Calculates non linear regression models by performing an iterative grid search within the coordinate bounds provided by lower and upper vectors, starting at start_lower and start_upper. Intermediate models are scored by the AIC value until convergence has been achieved as to the defaults of nls.multstart.

flip(
  projectDir = getwd(),
  plotFormat = "png",
  filePattern = "*_fip.tsv",
  dataPlots = TRUE,
  minPrecursorCollisionEnergy = 0,
  start_lower,
  start_upper,
  lower,
  upper,
  trainModel = FALSE,
  minDataPoints = 0,
  max_iter = 500
)

Arguments

projectDir

the path to the project directory containing the '_fip.tsv' files as input.

plotFormat

the plot format, as supported by ggplot2::ggsave.

filePattern

the file pattern for 'fip' files.

dataPlots

whether data plots (diagnostics) should be created.

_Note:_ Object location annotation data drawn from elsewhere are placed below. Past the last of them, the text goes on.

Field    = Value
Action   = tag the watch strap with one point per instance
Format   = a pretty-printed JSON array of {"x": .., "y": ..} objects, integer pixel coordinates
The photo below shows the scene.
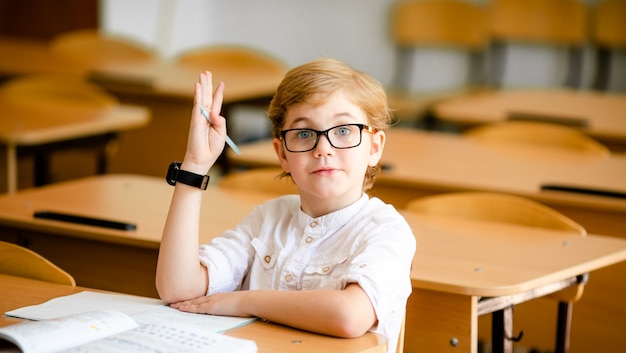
[{"x": 175, "y": 174}]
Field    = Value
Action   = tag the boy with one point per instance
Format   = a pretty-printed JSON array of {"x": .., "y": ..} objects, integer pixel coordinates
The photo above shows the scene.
[{"x": 330, "y": 260}]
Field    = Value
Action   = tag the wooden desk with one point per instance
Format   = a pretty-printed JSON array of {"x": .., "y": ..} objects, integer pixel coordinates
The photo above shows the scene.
[
  {"x": 164, "y": 87},
  {"x": 422, "y": 163},
  {"x": 457, "y": 262},
  {"x": 600, "y": 115},
  {"x": 19, "y": 56},
  {"x": 19, "y": 292},
  {"x": 30, "y": 129},
  {"x": 123, "y": 261}
]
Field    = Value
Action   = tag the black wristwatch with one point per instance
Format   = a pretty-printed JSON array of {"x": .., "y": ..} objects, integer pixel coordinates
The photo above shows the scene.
[{"x": 175, "y": 174}]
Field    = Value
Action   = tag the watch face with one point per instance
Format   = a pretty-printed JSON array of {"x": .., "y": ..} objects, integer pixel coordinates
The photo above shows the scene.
[{"x": 172, "y": 171}]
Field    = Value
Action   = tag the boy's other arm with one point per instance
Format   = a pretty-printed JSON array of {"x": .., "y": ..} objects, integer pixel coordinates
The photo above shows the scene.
[{"x": 341, "y": 313}]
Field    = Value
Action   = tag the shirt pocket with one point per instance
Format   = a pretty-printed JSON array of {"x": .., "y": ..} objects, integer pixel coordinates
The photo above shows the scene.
[{"x": 325, "y": 274}]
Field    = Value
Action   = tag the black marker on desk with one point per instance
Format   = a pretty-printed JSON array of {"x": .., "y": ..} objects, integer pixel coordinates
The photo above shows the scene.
[
  {"x": 96, "y": 222},
  {"x": 584, "y": 190}
]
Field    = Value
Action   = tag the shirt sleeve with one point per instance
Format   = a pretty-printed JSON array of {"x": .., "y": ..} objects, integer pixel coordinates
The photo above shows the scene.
[
  {"x": 228, "y": 257},
  {"x": 382, "y": 263}
]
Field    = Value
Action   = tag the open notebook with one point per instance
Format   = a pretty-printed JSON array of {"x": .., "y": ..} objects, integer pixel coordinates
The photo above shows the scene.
[{"x": 100, "y": 322}]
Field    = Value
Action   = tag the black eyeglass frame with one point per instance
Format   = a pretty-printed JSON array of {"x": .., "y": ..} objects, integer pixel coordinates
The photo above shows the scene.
[{"x": 319, "y": 133}]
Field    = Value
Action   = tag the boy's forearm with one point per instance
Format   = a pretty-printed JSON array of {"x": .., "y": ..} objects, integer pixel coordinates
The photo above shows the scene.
[
  {"x": 342, "y": 313},
  {"x": 179, "y": 273}
]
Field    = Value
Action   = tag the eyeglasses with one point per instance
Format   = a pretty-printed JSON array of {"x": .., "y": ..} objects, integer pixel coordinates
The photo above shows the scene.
[{"x": 340, "y": 137}]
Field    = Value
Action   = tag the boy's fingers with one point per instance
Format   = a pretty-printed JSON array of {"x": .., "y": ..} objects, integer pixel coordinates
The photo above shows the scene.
[{"x": 218, "y": 98}]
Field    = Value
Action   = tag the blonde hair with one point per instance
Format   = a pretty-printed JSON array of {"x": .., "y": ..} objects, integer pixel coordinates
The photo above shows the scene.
[{"x": 314, "y": 82}]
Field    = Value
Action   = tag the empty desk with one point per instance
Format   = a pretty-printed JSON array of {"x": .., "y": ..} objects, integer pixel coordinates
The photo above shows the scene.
[{"x": 598, "y": 114}]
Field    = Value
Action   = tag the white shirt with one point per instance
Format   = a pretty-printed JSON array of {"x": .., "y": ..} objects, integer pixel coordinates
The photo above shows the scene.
[{"x": 280, "y": 247}]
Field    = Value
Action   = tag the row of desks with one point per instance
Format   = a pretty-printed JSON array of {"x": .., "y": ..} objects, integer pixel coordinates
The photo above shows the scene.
[
  {"x": 446, "y": 283},
  {"x": 155, "y": 96},
  {"x": 416, "y": 163}
]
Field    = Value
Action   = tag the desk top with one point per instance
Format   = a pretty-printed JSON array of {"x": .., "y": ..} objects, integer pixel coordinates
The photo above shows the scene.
[
  {"x": 447, "y": 162},
  {"x": 491, "y": 259},
  {"x": 20, "y": 56},
  {"x": 600, "y": 115},
  {"x": 24, "y": 128},
  {"x": 512, "y": 258},
  {"x": 19, "y": 292},
  {"x": 158, "y": 79},
  {"x": 142, "y": 200}
]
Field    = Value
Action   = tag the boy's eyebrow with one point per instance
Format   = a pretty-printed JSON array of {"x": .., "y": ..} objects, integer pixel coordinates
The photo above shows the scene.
[{"x": 306, "y": 119}]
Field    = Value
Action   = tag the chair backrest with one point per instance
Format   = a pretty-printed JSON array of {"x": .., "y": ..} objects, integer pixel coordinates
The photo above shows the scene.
[
  {"x": 609, "y": 37},
  {"x": 91, "y": 47},
  {"x": 553, "y": 21},
  {"x": 456, "y": 23},
  {"x": 609, "y": 24},
  {"x": 234, "y": 58},
  {"x": 537, "y": 43},
  {"x": 22, "y": 262},
  {"x": 259, "y": 179},
  {"x": 439, "y": 44},
  {"x": 495, "y": 207},
  {"x": 537, "y": 134}
]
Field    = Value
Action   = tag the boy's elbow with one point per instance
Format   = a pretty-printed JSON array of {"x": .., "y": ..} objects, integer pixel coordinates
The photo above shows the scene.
[
  {"x": 172, "y": 294},
  {"x": 348, "y": 324}
]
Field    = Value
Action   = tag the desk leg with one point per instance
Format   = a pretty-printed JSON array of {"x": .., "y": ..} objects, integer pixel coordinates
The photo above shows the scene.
[
  {"x": 11, "y": 168},
  {"x": 441, "y": 322}
]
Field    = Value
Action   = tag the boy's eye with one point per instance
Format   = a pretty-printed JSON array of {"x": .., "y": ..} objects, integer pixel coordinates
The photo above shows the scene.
[
  {"x": 342, "y": 130},
  {"x": 304, "y": 134}
]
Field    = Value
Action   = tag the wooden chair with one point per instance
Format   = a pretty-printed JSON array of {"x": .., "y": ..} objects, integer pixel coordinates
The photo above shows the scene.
[
  {"x": 419, "y": 26},
  {"x": 496, "y": 207},
  {"x": 537, "y": 31},
  {"x": 92, "y": 48},
  {"x": 46, "y": 96},
  {"x": 609, "y": 37},
  {"x": 19, "y": 261},
  {"x": 259, "y": 179},
  {"x": 537, "y": 134}
]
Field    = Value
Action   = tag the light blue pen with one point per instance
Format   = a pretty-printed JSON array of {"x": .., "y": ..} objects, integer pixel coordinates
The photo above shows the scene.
[{"x": 229, "y": 141}]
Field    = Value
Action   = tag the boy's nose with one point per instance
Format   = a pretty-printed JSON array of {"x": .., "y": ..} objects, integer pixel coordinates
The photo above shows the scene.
[{"x": 323, "y": 146}]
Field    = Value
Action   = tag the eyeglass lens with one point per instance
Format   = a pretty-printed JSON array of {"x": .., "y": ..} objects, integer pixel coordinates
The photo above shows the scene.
[{"x": 343, "y": 136}]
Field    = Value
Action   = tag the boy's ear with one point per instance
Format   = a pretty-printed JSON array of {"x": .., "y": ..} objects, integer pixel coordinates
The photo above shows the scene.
[
  {"x": 378, "y": 144},
  {"x": 279, "y": 148}
]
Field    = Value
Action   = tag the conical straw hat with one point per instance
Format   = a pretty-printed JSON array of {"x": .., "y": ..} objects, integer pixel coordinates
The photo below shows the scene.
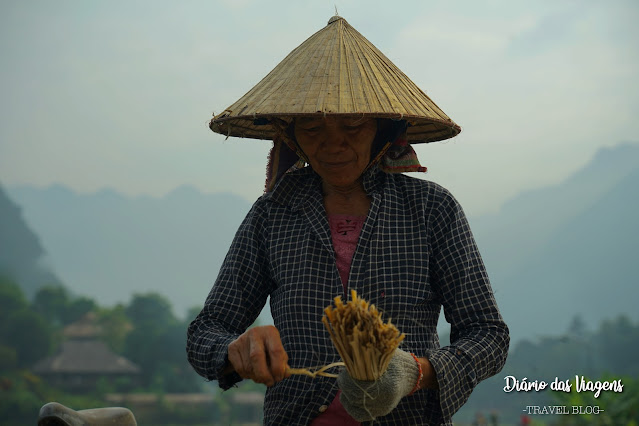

minPrecursorCollisionEnergy

the minimum precursor collision energy to consider for model training.

start_lower

the lower bound to start the parameter grid search, argument is passed to nls_multstart.

start_upper

the upper bound to start the parameter grid search, argument is passed to nls_multstart.

lower

the lower bound for the parameter estimates, argument is passed to nlsLM.

upper

the upper bound for the parameter estimates, argument is passed to nlsLM.

trainModel

whether the model should be calculated.

minDataPoints

the minimum number of data points required per fragment / adduct / ppm combination to be considered for model calculation.

max_iter

the number of combinations for grid expansion starting parameters.

Value

The list of fit tables which includes in named element name the input file name for the model data, in named element fits a list with the named elements fits (nonlinear fits), params (parameters), CI (confidence intervals for params), preds (immediate predictions), nls.tibble.unfiltered (unfiltered input data), nls.tibble (data for calculation of fits), and preds_from_data (predictions from equidistantly resampled x-value range).